The cryptocurrency has fallen by around 6% in the past 24 hours, according to Coindesk. Other cryptocurrencies also fell: Ethereum is down around 7%, while dogecoin, the crypto that started out as a meme currency, has also slipped nearly 7%.
Bitcoin was last trading at around $ 29,800 per coin on Tuesday, its lowest level since last month.
The drop comes after Wall Street was hit hard on Monday by the concern over the recent spread of Covid-19 and the threat it poses to the economic recovery. The Dow Jones Industrial Average (UNDUE) fell about 725 points, a decline of 2.1%. the S&P 500 (SPX) ended the day down 1.6% and the Nasdaq (COMP) was 1.1% lower.
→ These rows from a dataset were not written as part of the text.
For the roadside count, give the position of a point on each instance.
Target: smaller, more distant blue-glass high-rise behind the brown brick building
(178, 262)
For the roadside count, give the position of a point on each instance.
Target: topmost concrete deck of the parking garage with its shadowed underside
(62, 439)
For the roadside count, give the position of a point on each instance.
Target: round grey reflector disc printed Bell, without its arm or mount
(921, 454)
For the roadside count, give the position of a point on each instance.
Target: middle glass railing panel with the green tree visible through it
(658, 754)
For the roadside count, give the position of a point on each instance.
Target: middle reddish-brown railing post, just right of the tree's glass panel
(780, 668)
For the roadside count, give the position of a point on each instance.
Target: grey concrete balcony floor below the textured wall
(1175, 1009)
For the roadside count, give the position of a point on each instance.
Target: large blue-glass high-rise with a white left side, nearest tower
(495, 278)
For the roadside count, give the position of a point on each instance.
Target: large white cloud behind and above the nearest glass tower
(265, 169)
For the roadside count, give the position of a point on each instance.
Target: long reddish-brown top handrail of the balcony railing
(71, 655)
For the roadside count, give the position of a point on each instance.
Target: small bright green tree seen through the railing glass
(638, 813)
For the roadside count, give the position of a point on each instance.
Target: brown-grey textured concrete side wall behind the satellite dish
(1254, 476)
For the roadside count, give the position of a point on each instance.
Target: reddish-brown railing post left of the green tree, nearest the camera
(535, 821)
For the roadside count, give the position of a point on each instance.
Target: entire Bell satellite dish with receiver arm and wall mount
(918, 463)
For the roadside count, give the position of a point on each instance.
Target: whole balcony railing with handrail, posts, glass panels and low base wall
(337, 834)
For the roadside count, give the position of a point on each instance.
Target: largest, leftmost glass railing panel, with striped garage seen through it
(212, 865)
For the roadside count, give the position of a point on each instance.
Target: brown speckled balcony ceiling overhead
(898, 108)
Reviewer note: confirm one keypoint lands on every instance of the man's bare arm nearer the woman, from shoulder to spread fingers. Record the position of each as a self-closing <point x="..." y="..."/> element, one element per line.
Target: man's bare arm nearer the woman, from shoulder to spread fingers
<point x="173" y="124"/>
Asian markets followed the slippage on Tuesday, with Japan Nikkei 225 (N225) almost 1% drop. that of Hong Kong Hang Seng Index (HSI) fell 0.8%. that of South Korea Kospi (KOSPI) fell 0.4%, while China Shanghai Composite (SHCOMP) was flat.
“Bitcoin is the ultimate risky asset right now and it could see intense selling pressure if Wall Street enters panic sell mode,” wrote Edward Moya, senior market analyst for the Americas in Oanda, in a statement. Monday’s research note.
Bitcoin and other cryptos have had a difficult year, having been plagued by extreme volatility in recent months. In June, bitcoins (XBT) plunged below $ 30,000 for the first time since late January.
The latest drop came as investors worried about the impact of the Delta variant on reopening the global economy. Shares of airlines, cruise lines and energy stocks all plunged in the United States on Monday. Long-term bond rates have also continued to decline, a sign that fixed income investors are now far more concerned about an economic slowdown induced by the Delta variant than about rising inflation fears.
European and US equities, however, were preparing to rebound a bit on Tuesday. Major European indices were up in early morning trading, with the FTSE 100 (UKX) in London in France CAC 40 (CAC40) each earning about 1%.
US equity futures also edged up. Dow futures rose about 0.7% for the last time, while S&P 500 and Nasdaq futures rose about 0.6% and 0.5%, respectively.
– Paul R. La Monica and Robert North contributed to this report.